Blood clots can cause serious damage to our bodies, but they are often preventable says Dr Mel Wynne-Jones
Venous thromboembolism (VTE) includes deep vein thrombosis (DVT) and pulmonary embolism (PE), and affects two people per 1,000 each year. In DVT, a blood clot develops in a deep vein (usually in the leg, but sometimes in the brain, arm or trunk).
PE means part of the clot detaches and travels to the lungs, blocking blood flow, sometimes fatally.
Over half of those who develop DVT have identifiable risk factors. These include a personal or family history of VTE, being older, pregnant or immobilised (travel, illness, injury or an operation, especially one involving the lower body), taking hormones (oral contraceptive pill or HRT), and dehydration.
People are also more at risk if they smoke, are obese, have varicose veins, heart failure or cancer, or blood that clots more easily – for example, antiphospholipid syndrome or inherited thrombophilias.
VTE may have no symptoms at all, but DVT typically causes pain, redness and swelling. Your calf may feel hot and hard.
But this can also be due to cellulitis (infection) or phlebitis, which makes skin and veins feel sore, hard and red.
A PE may cause sharp chest pain that makes it hurt to breathe, breathlessness, faintness, palpitations, a cough and/or blood in the sputum.
These symptoms can also be caused by other conditions, such as chest infections.
Tests you may need
Blood tests may detect clot by-products (D-dimers), low blood-oxygen levels or a blood disorder/antiphospholipid syndrome.
An ultrasound scan of your calf may reveal a DVT; plethysmography (checking blood flow) or a venogram (X-ray after a special injection) may be needed, too.
If a PE is suspected, you’ll need a chest X-ray, a heart tracing and a lung scan or CT pulmonary angiography (CTPA).
CTPA uses complex X-rays to look at lung arteries.
You may also be tested for VTE-linked conditions.
You may need oxygen, painkillers and treatment for underlying causes or other conditions.
Inferior vena caval filters can be used in an emergency or for recurrent PE. These act as sieves to stop blood clots reaching the lungs.
Treatment is aimed at preventing more clots from forming or spreading. Initially this will be daily injections of heparin anticoagulant into the skin of your tummy.
You’ll also be given ‘blood-thinning’ drugs, such as warfarin which requires regular monitoring blood tests to minimise bleeding, or a NOAC (new oral anticoagulant) which doesn’t.
You’ll need these for at least three months or possibly even for the rest of your life, if VTE is likely to reoccur.
You’ll also need to wear compression stockings for two years to prevent long-term calf swelling, discomfort or ulcers (post-thrombotic syndrome).
NICE, the National Institute for Health and Care Excellence, recommends that people undergoing certain operations, or who break a leg, should stop taking any hormones, wear compression stockings and have heparin injections.
Women at special risk should also be counselled before getting pregnant, and may be offered heparin injections.

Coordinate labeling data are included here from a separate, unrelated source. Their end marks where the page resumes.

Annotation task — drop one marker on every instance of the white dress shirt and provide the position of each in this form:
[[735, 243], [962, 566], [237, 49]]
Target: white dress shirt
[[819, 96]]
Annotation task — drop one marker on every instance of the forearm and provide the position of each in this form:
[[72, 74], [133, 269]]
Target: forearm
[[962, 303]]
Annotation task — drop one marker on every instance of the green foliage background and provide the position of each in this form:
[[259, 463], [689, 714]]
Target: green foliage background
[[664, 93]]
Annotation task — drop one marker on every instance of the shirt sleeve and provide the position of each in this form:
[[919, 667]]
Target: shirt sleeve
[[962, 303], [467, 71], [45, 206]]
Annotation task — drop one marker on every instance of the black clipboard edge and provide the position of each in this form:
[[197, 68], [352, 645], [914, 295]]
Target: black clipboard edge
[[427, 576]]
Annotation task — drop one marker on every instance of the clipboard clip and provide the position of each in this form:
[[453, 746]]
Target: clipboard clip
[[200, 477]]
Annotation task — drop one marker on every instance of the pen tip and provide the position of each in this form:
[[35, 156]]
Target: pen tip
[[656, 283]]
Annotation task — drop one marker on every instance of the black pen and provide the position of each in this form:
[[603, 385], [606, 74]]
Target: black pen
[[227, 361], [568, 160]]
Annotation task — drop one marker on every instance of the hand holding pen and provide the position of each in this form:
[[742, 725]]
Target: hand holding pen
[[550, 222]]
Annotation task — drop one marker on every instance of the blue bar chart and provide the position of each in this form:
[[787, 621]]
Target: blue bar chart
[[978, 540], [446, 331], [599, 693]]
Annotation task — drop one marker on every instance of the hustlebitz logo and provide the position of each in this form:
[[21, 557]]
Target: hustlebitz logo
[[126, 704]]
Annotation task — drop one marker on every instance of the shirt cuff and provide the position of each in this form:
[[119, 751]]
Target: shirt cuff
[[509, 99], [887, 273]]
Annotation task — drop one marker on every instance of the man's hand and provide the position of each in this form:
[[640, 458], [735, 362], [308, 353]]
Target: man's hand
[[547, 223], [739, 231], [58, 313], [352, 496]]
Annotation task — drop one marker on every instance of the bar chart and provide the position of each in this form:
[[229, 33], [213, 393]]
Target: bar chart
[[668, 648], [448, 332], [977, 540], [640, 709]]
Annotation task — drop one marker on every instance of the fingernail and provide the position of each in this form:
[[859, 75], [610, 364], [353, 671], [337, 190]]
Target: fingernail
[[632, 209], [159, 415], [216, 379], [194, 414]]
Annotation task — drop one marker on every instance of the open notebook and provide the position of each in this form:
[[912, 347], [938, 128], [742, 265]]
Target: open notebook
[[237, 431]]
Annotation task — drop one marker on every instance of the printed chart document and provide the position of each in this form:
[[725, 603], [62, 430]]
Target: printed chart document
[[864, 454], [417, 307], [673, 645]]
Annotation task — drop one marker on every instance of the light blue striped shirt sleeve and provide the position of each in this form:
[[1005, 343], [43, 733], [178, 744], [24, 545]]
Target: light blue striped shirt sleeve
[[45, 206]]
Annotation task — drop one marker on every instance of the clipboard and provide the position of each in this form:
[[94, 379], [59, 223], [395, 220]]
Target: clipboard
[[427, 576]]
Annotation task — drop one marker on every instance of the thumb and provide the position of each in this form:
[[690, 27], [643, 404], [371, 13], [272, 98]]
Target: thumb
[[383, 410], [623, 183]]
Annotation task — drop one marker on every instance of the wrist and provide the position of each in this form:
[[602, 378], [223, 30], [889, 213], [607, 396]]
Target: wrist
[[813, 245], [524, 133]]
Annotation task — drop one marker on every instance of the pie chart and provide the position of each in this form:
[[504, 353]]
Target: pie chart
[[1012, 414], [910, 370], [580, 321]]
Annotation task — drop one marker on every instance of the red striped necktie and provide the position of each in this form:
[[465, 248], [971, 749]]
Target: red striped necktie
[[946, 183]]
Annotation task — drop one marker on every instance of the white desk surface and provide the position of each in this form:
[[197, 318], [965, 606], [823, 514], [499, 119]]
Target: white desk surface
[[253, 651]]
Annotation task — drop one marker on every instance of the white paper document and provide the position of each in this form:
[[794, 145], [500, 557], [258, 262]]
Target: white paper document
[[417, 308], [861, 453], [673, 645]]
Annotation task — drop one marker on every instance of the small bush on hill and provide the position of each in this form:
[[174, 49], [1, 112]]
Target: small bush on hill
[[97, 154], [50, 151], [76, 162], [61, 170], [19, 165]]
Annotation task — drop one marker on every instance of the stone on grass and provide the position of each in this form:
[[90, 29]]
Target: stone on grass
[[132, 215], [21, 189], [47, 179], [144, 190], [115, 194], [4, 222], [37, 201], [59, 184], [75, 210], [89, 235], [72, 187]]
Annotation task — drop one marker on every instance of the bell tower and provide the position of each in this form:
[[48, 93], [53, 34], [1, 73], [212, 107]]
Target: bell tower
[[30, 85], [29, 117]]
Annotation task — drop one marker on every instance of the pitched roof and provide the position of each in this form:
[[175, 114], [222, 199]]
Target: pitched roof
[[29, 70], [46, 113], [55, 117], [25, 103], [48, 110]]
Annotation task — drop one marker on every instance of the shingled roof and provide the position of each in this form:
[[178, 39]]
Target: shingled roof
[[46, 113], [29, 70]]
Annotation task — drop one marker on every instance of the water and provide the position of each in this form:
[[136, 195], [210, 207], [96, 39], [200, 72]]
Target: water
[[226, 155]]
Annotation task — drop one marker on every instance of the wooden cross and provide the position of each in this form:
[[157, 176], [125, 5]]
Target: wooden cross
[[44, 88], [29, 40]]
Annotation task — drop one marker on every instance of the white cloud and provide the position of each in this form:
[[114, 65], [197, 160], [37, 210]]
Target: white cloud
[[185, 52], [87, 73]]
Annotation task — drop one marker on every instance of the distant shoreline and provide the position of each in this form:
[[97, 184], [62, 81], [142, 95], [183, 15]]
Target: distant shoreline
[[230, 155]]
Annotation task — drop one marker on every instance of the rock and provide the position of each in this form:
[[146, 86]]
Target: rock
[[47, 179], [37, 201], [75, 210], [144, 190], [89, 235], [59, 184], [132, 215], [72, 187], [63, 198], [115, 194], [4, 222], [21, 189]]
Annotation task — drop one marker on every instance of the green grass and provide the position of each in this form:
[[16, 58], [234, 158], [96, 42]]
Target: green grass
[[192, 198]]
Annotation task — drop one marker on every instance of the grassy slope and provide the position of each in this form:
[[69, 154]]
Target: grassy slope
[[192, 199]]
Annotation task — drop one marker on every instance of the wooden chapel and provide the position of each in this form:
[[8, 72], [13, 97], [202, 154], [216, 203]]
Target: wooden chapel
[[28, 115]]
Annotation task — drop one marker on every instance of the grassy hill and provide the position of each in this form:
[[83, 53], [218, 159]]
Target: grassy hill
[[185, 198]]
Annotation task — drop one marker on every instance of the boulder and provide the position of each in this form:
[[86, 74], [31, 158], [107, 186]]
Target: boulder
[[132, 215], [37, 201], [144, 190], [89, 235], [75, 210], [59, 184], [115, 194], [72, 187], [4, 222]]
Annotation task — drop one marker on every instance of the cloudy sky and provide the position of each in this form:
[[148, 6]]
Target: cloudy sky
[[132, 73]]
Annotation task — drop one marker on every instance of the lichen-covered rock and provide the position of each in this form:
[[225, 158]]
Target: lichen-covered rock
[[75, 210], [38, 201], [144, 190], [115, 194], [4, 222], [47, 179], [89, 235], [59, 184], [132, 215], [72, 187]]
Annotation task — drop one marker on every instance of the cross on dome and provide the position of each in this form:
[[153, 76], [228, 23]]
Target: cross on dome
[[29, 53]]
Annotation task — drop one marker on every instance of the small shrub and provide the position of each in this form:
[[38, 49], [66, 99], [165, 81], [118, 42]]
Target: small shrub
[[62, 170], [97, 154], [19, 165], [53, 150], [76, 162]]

If you have a tendency to VTE you may need to take anticoagulants indefinitely; aspirin does not protect.
5 Ways to reduce your risk
1. Know your personal risk factors and follow recommended precautions if you’ve had VTE or are at increased risk.

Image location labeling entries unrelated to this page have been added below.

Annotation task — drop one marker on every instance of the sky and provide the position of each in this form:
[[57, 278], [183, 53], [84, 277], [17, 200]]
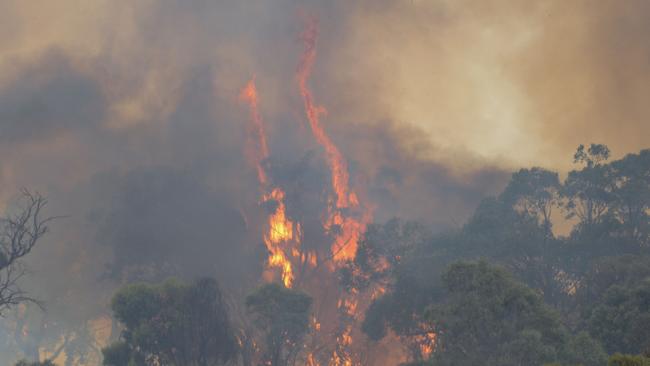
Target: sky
[[125, 114]]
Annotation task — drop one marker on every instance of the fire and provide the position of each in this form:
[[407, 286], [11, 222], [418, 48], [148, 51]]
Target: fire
[[344, 220], [257, 147], [282, 238], [350, 228], [280, 232]]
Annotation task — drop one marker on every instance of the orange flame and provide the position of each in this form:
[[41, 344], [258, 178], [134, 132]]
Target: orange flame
[[350, 228], [280, 235], [280, 231], [257, 148]]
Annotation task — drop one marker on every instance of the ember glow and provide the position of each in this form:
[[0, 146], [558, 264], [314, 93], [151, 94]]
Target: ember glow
[[344, 221], [345, 200]]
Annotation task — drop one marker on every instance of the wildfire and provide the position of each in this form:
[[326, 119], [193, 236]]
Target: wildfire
[[349, 228], [282, 238], [345, 220]]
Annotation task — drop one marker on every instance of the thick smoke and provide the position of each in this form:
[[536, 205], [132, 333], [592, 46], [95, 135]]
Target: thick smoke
[[126, 117]]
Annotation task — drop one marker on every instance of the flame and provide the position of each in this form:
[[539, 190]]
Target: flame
[[257, 147], [280, 231], [349, 228], [282, 238]]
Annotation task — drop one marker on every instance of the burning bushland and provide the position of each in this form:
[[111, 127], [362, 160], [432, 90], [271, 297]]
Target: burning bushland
[[247, 184]]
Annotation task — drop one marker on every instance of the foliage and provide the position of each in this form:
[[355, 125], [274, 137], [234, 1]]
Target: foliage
[[283, 316], [19, 233], [36, 363], [488, 318], [628, 360], [172, 324]]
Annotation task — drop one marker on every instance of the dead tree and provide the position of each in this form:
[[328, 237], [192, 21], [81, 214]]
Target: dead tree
[[20, 231]]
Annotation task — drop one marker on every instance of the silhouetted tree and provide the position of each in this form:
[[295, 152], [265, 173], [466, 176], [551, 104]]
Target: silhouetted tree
[[20, 231], [283, 316], [172, 324]]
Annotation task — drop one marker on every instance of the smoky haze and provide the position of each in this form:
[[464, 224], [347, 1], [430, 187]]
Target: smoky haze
[[125, 115]]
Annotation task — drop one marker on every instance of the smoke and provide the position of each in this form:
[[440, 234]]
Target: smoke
[[126, 117]]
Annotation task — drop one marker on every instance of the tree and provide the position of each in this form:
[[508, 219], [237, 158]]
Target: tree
[[628, 360], [588, 192], [19, 234], [283, 316], [36, 363], [622, 319], [172, 324], [488, 318], [632, 196]]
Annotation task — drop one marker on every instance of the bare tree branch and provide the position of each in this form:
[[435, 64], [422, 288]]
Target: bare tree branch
[[19, 234]]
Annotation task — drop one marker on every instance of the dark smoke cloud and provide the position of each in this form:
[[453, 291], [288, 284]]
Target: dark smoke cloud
[[125, 116], [47, 98]]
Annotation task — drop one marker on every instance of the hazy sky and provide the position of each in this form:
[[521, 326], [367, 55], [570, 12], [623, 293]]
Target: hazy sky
[[125, 114]]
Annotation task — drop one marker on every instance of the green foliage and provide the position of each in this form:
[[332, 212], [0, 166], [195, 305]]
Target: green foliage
[[283, 316], [35, 363], [488, 318], [171, 324], [628, 360], [584, 350], [622, 319]]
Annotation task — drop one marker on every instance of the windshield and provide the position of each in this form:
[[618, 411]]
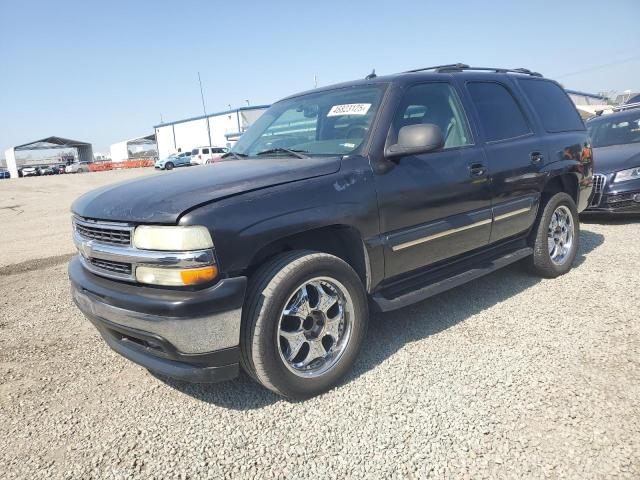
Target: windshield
[[614, 132], [333, 122]]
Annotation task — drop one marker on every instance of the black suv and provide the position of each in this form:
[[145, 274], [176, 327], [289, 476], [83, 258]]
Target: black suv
[[372, 194], [616, 142]]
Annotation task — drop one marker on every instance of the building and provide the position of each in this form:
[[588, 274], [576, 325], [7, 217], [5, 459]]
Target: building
[[588, 103], [225, 129], [134, 149]]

2. Keep active, don’t smoke and lose weight if you’re obese.
3. Wear support tights if you have varicose veins, and report redness, soreness or swelling immediately.
4. When sitting or travelling by plane, coach or car, point toes up and down regularly to stretch and pump calf muscles. Walk around whenever possible.
5. Longer journeys increase risks. Limit alcohol, which can trigger sleep (immobility) and dehydration (which makes blood sluggish).